Ein ausgebranntes Auto in der Nähe der US-Botschaft; Kairo 14.9.12
Frommer Zorn? Anti-westliche Demonstranten in KairoBild: Matthias Sailer

Soltan deutet die Demonstrationen als Teil eines umfassenden Konflikts: "Die Salafisten konkurrieren mit den Muslimbrüdern um ein- und dieselbe Ideologie. Darum hat niemand Interesse an einem nationalen Dialog. Ob wirtschaftliche Probleme oder ein anti-islamisches Video: Alles ist recht, um der Regierung die Legitimation abzusprechen und das eigene Anliegen voranzutreiben."

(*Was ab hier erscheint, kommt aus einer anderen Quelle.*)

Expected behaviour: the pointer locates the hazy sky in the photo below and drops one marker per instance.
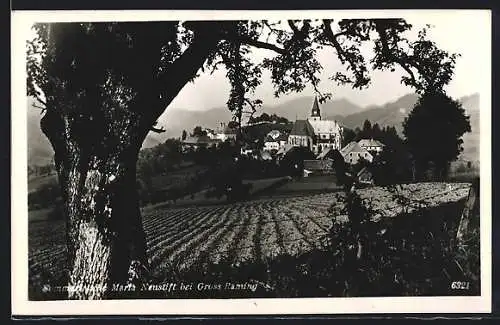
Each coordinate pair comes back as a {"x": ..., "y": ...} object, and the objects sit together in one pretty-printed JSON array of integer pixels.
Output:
[{"x": 459, "y": 32}]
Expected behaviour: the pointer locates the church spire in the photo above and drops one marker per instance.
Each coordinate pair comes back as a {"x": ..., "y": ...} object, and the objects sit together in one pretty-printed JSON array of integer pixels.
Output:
[{"x": 315, "y": 109}]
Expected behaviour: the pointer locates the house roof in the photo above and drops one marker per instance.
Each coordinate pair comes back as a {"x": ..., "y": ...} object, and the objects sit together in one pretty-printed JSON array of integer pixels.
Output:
[
  {"x": 315, "y": 108},
  {"x": 228, "y": 130},
  {"x": 303, "y": 128},
  {"x": 276, "y": 136},
  {"x": 325, "y": 126},
  {"x": 362, "y": 171},
  {"x": 204, "y": 139},
  {"x": 324, "y": 153},
  {"x": 352, "y": 147},
  {"x": 285, "y": 149},
  {"x": 370, "y": 143},
  {"x": 318, "y": 164}
]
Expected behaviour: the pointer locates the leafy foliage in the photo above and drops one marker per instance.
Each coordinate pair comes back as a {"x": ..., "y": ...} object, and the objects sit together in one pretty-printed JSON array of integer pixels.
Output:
[
  {"x": 79, "y": 59},
  {"x": 445, "y": 122}
]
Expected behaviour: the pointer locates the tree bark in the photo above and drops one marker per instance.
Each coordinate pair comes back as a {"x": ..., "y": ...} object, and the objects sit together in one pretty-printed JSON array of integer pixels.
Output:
[
  {"x": 470, "y": 214},
  {"x": 96, "y": 133},
  {"x": 97, "y": 175}
]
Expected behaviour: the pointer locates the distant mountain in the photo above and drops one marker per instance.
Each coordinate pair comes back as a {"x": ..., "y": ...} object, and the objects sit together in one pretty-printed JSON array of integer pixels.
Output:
[
  {"x": 300, "y": 108},
  {"x": 390, "y": 114},
  {"x": 393, "y": 114},
  {"x": 351, "y": 115}
]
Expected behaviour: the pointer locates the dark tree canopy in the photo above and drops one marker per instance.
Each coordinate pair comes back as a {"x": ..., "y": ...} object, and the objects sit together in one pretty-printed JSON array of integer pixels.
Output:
[
  {"x": 87, "y": 61},
  {"x": 434, "y": 131}
]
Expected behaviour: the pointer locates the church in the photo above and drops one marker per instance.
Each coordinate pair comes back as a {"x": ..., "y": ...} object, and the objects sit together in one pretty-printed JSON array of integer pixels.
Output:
[{"x": 316, "y": 133}]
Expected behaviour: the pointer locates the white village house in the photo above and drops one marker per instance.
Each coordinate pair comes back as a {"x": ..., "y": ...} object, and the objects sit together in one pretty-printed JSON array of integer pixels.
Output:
[
  {"x": 353, "y": 153},
  {"x": 275, "y": 140},
  {"x": 371, "y": 145},
  {"x": 316, "y": 133}
]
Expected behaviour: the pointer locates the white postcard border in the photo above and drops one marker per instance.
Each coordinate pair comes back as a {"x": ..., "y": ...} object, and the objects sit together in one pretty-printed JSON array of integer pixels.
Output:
[{"x": 21, "y": 22}]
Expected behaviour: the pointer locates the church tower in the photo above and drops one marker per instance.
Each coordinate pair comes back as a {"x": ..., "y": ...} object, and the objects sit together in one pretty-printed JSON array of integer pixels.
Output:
[{"x": 315, "y": 113}]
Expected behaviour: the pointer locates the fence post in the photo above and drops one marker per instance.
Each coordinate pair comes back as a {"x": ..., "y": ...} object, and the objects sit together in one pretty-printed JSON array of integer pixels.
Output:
[{"x": 471, "y": 206}]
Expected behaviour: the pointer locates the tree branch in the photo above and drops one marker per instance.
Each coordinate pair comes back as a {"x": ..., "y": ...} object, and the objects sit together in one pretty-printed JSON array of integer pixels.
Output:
[
  {"x": 156, "y": 130},
  {"x": 389, "y": 54},
  {"x": 260, "y": 44},
  {"x": 333, "y": 39}
]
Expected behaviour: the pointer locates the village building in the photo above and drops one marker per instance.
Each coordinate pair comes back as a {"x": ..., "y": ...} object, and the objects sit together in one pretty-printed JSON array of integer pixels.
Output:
[
  {"x": 196, "y": 142},
  {"x": 365, "y": 177},
  {"x": 225, "y": 133},
  {"x": 275, "y": 140},
  {"x": 371, "y": 145},
  {"x": 316, "y": 133},
  {"x": 319, "y": 167},
  {"x": 353, "y": 153}
]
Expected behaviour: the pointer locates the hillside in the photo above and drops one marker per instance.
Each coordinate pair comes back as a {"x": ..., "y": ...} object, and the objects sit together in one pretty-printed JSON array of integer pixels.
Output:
[
  {"x": 394, "y": 113},
  {"x": 175, "y": 120}
]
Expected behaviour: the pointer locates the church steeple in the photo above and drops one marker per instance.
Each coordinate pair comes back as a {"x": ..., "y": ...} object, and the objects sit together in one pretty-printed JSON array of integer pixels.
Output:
[{"x": 315, "y": 112}]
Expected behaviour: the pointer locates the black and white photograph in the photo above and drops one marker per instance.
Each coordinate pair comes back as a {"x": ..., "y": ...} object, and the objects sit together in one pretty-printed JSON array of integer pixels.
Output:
[{"x": 236, "y": 156}]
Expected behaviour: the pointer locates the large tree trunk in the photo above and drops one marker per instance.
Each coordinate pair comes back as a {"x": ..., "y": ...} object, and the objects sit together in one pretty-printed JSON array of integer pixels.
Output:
[
  {"x": 107, "y": 242},
  {"x": 97, "y": 175},
  {"x": 96, "y": 127}
]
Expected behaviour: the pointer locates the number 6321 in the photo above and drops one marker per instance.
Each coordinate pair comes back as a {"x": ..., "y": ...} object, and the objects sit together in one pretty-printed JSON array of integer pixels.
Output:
[{"x": 459, "y": 285}]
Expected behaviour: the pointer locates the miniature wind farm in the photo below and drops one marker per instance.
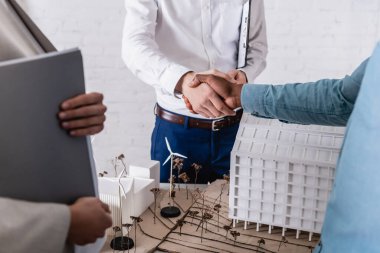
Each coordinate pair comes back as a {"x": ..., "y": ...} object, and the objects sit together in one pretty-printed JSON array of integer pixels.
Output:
[{"x": 195, "y": 218}]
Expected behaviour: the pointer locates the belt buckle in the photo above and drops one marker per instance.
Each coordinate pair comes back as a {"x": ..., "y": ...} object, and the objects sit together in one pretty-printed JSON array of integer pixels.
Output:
[{"x": 213, "y": 126}]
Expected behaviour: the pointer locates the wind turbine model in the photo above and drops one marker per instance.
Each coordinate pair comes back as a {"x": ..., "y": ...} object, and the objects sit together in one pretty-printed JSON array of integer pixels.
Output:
[{"x": 171, "y": 211}]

Die Hamas schärft ihr Profil

Auch die im Gazastreifen regierende islamistische Hamas nutzt die Gunst der Stunde. Ihr Aufruf zur Verteidigung des Islam falle in eine Zeit kontinuierlicher politischer Rückschläge, erklärt Lurdes Vidal. Die im Westjordanland voranschreitende israelische Siedlungspolitik habe sie nicht aufhalten können. Zudem sei sie gegenüber der konkurrierende Fatah ins Hintertreffen geraten. Diese habe durch den Antrag auf Anerkennung Palästinas als Beobachterstaat bei den UN zumindest einen Achtungserfolg errungen.

Die Hamas hingegen habe nichts dergleichen vorzuweisen. Außerdem habe sie aufgrund ihrer sehr spät gekappten Beziehungen zum Assad-Regime Sympathien verloren. "Aus diesen Gründen inszeniert sie sich nun als Verteidigerin des Islam. Zugleich dämonisiert sie die USA. Dadurch schärft sie ihr Profil, das zuletzt an Konturen verloren hat."

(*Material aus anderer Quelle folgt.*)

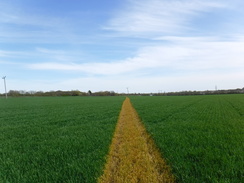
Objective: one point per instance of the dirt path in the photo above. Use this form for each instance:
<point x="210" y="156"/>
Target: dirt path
<point x="133" y="156"/>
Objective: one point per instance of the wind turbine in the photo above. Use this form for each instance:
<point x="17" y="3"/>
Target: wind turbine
<point x="6" y="95"/>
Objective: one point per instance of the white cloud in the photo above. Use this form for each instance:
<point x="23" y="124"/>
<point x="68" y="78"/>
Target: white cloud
<point x="159" y="16"/>
<point x="182" y="54"/>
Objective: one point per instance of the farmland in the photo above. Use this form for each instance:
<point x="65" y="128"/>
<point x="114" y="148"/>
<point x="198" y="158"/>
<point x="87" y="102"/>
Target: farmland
<point x="66" y="139"/>
<point x="201" y="137"/>
<point x="55" y="139"/>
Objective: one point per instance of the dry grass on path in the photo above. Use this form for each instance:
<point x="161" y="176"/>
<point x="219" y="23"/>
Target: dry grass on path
<point x="133" y="157"/>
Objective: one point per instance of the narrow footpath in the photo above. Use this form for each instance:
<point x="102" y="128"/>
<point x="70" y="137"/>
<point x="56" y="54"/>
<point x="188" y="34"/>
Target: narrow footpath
<point x="133" y="157"/>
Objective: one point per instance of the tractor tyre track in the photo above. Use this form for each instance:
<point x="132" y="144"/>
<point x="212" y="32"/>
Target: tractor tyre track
<point x="133" y="156"/>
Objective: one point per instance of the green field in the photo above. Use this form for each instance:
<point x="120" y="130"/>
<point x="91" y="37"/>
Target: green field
<point x="66" y="139"/>
<point x="55" y="139"/>
<point x="202" y="137"/>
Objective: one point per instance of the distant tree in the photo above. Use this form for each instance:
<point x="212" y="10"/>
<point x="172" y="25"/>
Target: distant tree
<point x="89" y="93"/>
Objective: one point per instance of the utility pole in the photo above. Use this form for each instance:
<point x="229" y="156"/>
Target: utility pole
<point x="127" y="90"/>
<point x="6" y="95"/>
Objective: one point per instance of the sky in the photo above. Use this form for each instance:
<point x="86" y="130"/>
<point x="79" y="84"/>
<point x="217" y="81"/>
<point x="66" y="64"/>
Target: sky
<point x="111" y="45"/>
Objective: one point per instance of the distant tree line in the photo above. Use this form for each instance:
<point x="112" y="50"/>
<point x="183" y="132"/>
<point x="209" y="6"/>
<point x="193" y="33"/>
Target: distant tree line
<point x="59" y="93"/>
<point x="20" y="93"/>
<point x="207" y="92"/>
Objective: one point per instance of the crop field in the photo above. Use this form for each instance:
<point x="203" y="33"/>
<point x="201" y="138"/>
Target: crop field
<point x="67" y="139"/>
<point x="201" y="137"/>
<point x="55" y="139"/>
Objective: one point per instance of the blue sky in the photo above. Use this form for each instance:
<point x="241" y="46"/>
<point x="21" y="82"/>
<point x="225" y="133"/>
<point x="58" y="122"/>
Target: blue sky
<point x="145" y="45"/>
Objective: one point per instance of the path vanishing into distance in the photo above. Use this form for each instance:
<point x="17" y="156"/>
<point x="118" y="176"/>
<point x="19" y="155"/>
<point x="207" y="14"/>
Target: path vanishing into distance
<point x="133" y="156"/>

Der Sudan und seine Schulden

Anders sieht es im Sudan aus. Dort, erklärt Reinhard Schulze, habe die Regierung die Gewalt durch die ihr verbundenen Medien zumindest in Teilen mit geschürt. "Hier haben wir es tatsächlich mit einem steuernden Prozess zu tun. Ich kann mir nicht vorstellen, dass die sudanesische Bevölkerung sonst, wenn diese Steuerung nicht existierte, in dieser Art und Weise protestiert hätte."

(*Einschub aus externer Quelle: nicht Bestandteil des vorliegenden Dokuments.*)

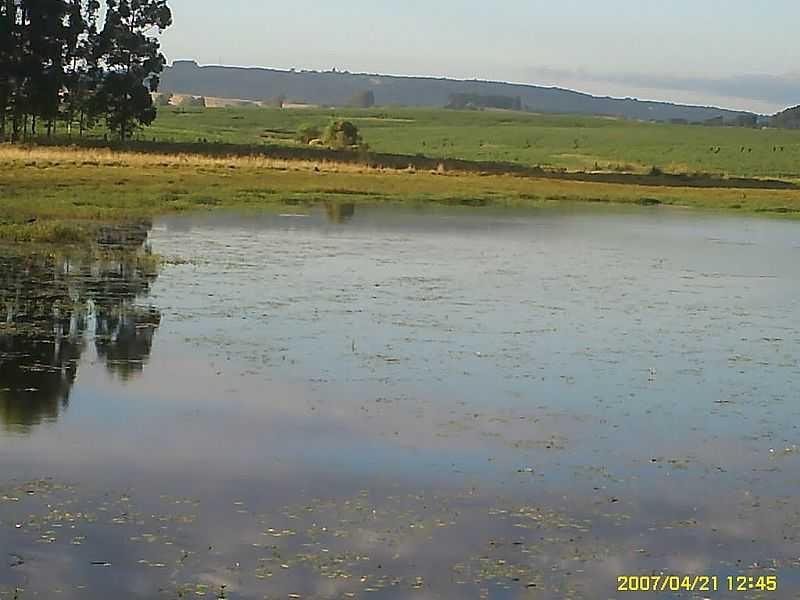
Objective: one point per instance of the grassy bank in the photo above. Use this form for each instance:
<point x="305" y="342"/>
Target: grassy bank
<point x="59" y="194"/>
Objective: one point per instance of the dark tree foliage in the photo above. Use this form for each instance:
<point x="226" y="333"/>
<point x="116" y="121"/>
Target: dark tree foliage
<point x="57" y="65"/>
<point x="341" y="135"/>
<point x="132" y="62"/>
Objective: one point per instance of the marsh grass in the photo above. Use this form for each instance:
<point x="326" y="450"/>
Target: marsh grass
<point x="62" y="193"/>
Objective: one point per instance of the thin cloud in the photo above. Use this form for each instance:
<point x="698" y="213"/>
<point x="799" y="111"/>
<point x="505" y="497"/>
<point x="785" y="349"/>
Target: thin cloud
<point x="778" y="90"/>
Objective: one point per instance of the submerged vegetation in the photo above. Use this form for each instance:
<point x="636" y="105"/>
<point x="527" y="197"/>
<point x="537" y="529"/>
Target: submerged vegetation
<point x="62" y="194"/>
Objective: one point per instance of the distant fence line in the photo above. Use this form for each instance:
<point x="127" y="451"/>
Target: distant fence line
<point x="419" y="162"/>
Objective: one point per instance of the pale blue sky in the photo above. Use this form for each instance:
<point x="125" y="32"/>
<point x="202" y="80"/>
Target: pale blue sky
<point x="740" y="53"/>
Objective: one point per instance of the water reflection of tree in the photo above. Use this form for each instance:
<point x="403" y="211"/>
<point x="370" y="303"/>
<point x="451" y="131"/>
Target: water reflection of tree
<point x="51" y="300"/>
<point x="340" y="212"/>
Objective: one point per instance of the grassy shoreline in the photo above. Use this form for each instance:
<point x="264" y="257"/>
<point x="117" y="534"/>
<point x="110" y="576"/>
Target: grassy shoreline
<point x="50" y="193"/>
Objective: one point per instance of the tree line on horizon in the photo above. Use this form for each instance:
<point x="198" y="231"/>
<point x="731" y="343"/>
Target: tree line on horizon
<point x="77" y="63"/>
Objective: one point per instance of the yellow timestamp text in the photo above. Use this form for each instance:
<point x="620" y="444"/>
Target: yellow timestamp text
<point x="696" y="583"/>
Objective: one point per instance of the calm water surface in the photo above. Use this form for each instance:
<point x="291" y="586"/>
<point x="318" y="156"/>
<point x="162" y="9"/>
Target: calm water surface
<point x="401" y="403"/>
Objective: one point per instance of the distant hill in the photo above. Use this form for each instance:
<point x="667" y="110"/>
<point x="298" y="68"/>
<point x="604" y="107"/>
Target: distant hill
<point x="333" y="88"/>
<point x="788" y="119"/>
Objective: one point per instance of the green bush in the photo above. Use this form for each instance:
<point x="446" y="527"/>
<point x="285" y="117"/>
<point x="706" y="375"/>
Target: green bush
<point x="341" y="135"/>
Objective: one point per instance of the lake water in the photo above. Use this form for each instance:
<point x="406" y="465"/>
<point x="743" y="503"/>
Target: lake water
<point x="401" y="402"/>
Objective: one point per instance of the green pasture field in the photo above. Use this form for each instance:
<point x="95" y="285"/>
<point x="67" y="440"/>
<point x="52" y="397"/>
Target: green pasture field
<point x="550" y="141"/>
<point x="61" y="194"/>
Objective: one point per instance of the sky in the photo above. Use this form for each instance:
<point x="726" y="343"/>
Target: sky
<point x="739" y="54"/>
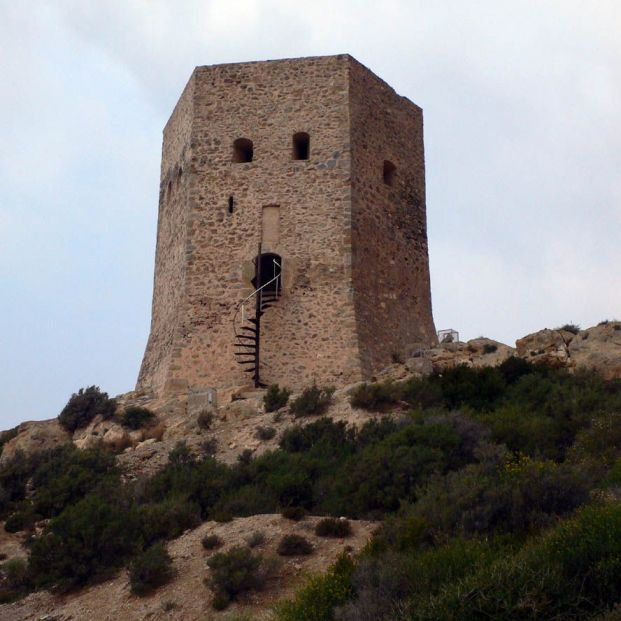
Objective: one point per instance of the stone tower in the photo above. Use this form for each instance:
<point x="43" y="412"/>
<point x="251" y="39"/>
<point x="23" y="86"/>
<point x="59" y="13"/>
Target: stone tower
<point x="305" y="177"/>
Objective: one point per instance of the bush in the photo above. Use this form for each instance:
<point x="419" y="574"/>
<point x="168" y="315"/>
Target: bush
<point x="136" y="417"/>
<point x="83" y="406"/>
<point x="275" y="398"/>
<point x="20" y="520"/>
<point x="209" y="447"/>
<point x="374" y="397"/>
<point x="265" y="433"/>
<point x="570" y="573"/>
<point x="570" y="327"/>
<point x="211" y="542"/>
<point x="16" y="574"/>
<point x="312" y="402"/>
<point x="7" y="436"/>
<point x="294" y="545"/>
<point x="167" y="519"/>
<point x="519" y="497"/>
<point x="318" y="598"/>
<point x="86" y="540"/>
<point x="294" y="513"/>
<point x="255" y="539"/>
<point x="205" y="419"/>
<point x="235" y="572"/>
<point x="331" y="527"/>
<point x="150" y="570"/>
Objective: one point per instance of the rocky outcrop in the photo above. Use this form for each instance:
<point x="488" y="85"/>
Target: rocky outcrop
<point x="598" y="349"/>
<point x="549" y="347"/>
<point x="480" y="352"/>
<point x="35" y="436"/>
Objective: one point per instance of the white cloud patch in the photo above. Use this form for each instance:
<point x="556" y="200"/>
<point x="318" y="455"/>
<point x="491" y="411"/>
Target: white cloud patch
<point x="521" y="104"/>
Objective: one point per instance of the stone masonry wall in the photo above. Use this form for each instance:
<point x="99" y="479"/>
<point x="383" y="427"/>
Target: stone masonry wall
<point x="354" y="251"/>
<point x="170" y="254"/>
<point x="389" y="231"/>
<point x="310" y="334"/>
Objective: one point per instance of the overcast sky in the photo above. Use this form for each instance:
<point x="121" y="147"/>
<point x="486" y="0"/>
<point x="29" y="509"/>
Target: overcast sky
<point x="522" y="108"/>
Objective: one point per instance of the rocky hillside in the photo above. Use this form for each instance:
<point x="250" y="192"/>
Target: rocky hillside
<point x="240" y="430"/>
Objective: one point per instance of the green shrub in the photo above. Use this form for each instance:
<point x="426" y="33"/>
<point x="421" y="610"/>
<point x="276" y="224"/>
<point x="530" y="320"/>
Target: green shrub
<point x="7" y="436"/>
<point x="332" y="527"/>
<point x="375" y="397"/>
<point x="16" y="574"/>
<point x="85" y="405"/>
<point x="211" y="542"/>
<point x="265" y="433"/>
<point x="20" y="520"/>
<point x="235" y="572"/>
<point x="15" y="581"/>
<point x="205" y="419"/>
<point x="67" y="474"/>
<point x="136" y="417"/>
<point x="294" y="513"/>
<point x="570" y="573"/>
<point x="255" y="539"/>
<point x="86" y="540"/>
<point x="570" y="327"/>
<point x="294" y="545"/>
<point x="167" y="519"/>
<point x="518" y="497"/>
<point x="317" y="600"/>
<point x="312" y="402"/>
<point x="150" y="570"/>
<point x="275" y="398"/>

Der sudanesische Präsident Hassan al-Bashir während einer Rede in Khartoum, 20.4. 2012. (Foto: Reuters)
Bedrängter Staatsmann: Sudans Präsident Hasan Ahmad al-BaschirBild: Reuters

Die Proteste kommen der Regierung Khartum durchaus gelegen. Denn vor einem guten Jahr wurde der Südsudan unabhängig. Der Sudan verlor dadurch auch den größten Teil seiner Öleinnahmen, da sich die Fördergebiete überwiegend auf südsudanesischem Gebiet befinden. Die Einkommensverluste versucht die Regierung durch ein rigides Sparprogramm zu bewältigen. Gegen die damit verbundenen Einschränkungen und Teuerungen hatten in den letzten Wochen und Monaten viele Bürger protestiert. So dürften die Proteste gegen den Film für die Regierung ein willkommenes Mittel gewesen sein, dem Zorn der Bürger eine andere Richtung zu geben. Die Probleme, erklärt Reinhard Schulze, würden für die Regierung aber dadurch nicht einfacher. "Auf der einen Seite hat sie in irgendeiner Weise dafür Sorge zu tragen, dass das Austeritätsprogramm (Sparprogramm) durchgesetzt und die Entschuldung des Staates in irgendeiner Art und Weise durchgeführt wird. Auf der anderen Seite will sie verhindern, dass es so etwas gibt wie einen arabischen Frühling im Sudan."